Is the Obama Machine Running Out of Steam?

The science of thermodynamics may provide a means of assessing Obama's likelihood of re-election.  Political machines are much like heat engines and tend to obey the same laws.
In thermodynamics, all steam and fuel engines are treated as "heat engines," wherein a source of heat (red) is created and the heat is allowed to flow to the colder "sink" (blue) through the engine (yellow).  Some of the flow is converted into useful work (purple), but a fraction of it must of necessity flow from hot to cold as waste or "increased entropy" (gray arrow) [1].
A tyranny is much like a heat engine.  It extracts labor and goods from its people and gives some of it back -- but keeps a fraction (gray arrow) for the ruling class and the supporting military.  If this "graft" is too small, the regime loses support; if it keeps too much, it runs the risk of either a revolution or a collapse of incentive in the work force.  Tyrants usually rely on a combination of nationalism, repression, isolation, and public apathy to keep the engine working.
In a free society, where the machine depends on popular votes to stay in power, the situation is more complicated.  In the classic Tammany model, votes and taxes are coaxed from the public by promises, but, in addition, campaign money and labor are extracted from special interest groups (green) in exchange for the legislation and funds that the government doles out to them.  These favors, in addition to campaign expenses and graft, constitute the waste flow (gray arrows) that does the public no good but keeps the machine going.

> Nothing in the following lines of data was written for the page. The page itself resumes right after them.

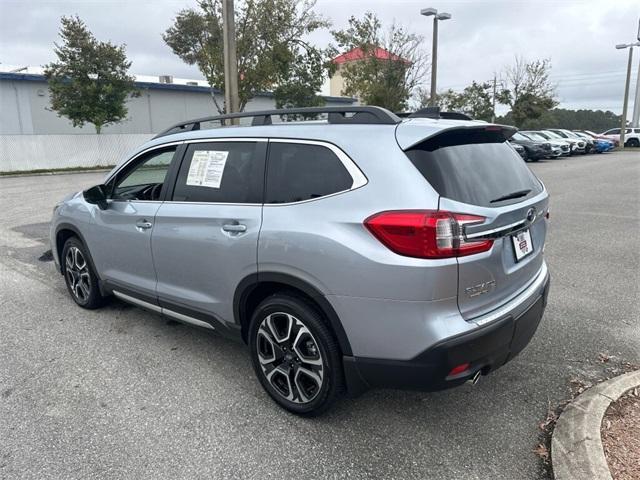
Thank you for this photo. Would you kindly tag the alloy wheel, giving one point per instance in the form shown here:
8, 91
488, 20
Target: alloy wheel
77, 273
290, 357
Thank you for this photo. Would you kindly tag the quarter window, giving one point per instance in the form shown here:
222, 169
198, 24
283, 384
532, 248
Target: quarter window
144, 178
221, 172
298, 172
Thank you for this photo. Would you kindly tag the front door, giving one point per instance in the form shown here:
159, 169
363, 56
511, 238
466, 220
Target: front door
205, 236
122, 232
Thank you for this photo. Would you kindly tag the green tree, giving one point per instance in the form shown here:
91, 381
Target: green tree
475, 100
89, 83
387, 82
271, 48
527, 89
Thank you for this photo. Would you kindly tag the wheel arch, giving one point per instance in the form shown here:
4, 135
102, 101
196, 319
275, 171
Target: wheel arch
64, 232
256, 287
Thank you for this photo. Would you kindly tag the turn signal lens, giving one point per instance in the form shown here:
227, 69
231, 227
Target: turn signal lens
426, 233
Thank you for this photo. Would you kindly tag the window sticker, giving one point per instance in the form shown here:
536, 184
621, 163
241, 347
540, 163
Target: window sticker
207, 168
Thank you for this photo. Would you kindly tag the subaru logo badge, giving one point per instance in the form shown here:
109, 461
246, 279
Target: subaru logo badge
531, 214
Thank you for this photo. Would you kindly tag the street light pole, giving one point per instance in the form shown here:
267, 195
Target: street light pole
434, 49
434, 61
625, 103
635, 119
623, 128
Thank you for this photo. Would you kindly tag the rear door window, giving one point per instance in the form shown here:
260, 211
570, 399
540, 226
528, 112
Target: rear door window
221, 172
474, 168
298, 172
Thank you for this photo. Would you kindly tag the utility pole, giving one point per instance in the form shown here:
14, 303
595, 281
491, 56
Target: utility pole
635, 119
434, 50
231, 100
623, 122
493, 109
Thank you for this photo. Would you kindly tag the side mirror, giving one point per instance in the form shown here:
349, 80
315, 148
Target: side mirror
97, 196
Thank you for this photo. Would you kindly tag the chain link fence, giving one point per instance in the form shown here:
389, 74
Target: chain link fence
22, 153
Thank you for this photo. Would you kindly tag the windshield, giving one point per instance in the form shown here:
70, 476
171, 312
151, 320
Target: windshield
519, 136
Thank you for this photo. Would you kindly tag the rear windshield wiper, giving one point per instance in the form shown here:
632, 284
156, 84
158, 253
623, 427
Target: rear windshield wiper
509, 196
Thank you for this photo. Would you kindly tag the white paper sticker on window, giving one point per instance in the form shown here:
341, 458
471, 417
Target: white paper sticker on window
207, 168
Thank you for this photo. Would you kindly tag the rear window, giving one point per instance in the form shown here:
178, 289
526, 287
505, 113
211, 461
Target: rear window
474, 168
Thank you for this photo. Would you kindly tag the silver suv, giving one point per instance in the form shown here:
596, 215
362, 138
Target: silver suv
359, 251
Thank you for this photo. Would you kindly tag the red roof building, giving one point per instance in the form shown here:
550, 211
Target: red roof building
336, 82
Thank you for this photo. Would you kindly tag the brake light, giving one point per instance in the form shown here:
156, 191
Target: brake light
426, 233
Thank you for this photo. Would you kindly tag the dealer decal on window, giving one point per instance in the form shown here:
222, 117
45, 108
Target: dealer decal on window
207, 168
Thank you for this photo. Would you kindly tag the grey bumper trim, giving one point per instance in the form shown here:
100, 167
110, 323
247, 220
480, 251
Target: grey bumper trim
525, 295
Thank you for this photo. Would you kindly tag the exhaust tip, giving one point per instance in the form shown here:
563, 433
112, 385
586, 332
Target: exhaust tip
476, 378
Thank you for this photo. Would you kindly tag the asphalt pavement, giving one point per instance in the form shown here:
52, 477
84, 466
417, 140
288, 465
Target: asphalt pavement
122, 393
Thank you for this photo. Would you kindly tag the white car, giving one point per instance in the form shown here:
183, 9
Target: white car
631, 136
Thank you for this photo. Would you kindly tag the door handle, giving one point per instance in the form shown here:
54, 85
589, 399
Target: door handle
143, 224
234, 228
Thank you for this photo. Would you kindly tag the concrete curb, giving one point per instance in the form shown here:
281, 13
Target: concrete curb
576, 446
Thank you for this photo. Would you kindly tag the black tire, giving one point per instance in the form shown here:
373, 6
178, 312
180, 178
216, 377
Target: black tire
288, 384
81, 280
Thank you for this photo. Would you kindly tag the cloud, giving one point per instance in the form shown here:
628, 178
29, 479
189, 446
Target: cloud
480, 39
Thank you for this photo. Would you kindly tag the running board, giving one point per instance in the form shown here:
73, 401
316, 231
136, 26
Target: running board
163, 311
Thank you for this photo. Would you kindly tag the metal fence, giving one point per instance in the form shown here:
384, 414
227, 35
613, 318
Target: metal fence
36, 152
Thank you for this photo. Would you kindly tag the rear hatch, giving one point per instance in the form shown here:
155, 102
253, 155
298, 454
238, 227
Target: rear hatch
476, 173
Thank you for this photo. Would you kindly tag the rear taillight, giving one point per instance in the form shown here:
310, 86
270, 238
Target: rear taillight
426, 233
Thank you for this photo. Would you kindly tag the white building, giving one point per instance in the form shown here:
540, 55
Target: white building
164, 101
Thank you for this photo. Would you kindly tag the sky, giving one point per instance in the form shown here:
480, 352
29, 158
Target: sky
483, 36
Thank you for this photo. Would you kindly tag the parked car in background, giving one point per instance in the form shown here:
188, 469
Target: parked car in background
562, 144
579, 145
599, 136
598, 145
631, 136
534, 150
412, 261
555, 147
554, 136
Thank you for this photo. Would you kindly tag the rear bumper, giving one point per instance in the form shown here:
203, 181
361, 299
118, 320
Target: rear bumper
485, 349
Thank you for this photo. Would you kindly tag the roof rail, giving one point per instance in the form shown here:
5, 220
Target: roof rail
361, 115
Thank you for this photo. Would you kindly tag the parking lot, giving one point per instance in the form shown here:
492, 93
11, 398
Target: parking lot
122, 393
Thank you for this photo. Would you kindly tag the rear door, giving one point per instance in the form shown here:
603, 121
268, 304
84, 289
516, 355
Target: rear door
479, 174
205, 236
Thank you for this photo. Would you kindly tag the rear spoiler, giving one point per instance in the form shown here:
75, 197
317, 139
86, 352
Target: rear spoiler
434, 112
413, 132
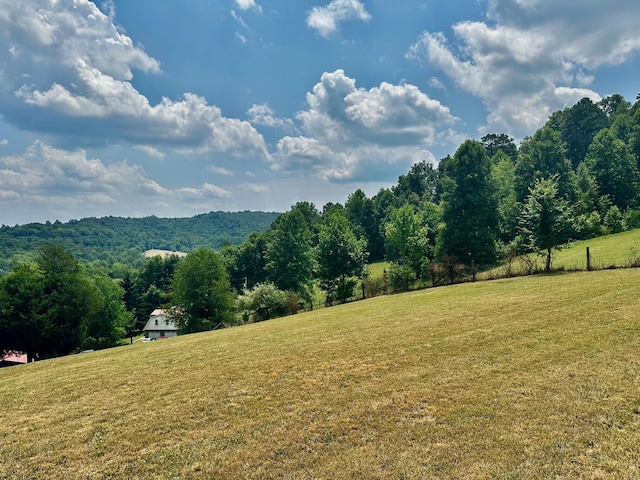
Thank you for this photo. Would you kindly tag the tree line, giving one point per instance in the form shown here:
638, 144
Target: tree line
577, 177
115, 243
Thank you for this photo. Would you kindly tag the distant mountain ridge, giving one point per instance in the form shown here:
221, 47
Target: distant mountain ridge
109, 240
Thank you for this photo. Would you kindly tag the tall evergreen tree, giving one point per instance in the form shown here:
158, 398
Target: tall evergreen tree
470, 212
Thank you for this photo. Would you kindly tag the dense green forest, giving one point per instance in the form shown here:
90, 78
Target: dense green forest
111, 240
577, 177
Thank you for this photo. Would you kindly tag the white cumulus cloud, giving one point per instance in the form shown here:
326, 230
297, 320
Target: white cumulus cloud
535, 56
69, 65
326, 19
248, 4
351, 132
46, 182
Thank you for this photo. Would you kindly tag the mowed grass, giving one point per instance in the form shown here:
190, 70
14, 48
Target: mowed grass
617, 250
534, 377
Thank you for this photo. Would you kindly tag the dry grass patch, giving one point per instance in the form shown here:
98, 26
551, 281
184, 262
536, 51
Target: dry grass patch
534, 377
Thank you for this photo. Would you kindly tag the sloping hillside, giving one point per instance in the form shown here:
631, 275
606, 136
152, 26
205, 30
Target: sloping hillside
535, 377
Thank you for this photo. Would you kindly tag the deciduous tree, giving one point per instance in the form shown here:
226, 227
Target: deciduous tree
470, 211
544, 220
201, 293
341, 256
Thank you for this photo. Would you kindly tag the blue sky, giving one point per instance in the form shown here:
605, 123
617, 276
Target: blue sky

And therein lies the problem: the relative sizes of the arrows.  The general public expects proportionate results for its votes and taxes while the major donors and special interest groups (SIGs) expect a much greater return from their donations, by favorable legislation and/or government spending.  If the gray arrows are too small, the machine will lose the votes and support of its donors and SIGs.  But if the gray arrows become too large, public anger may vote the machine out of office.  Therefore, the machine bosses must optimize a delicate and complex equation to try to satisfy both the public and their supporting SIGs.  Usually, as with some heat engines, there just isn't enough output to justify the input.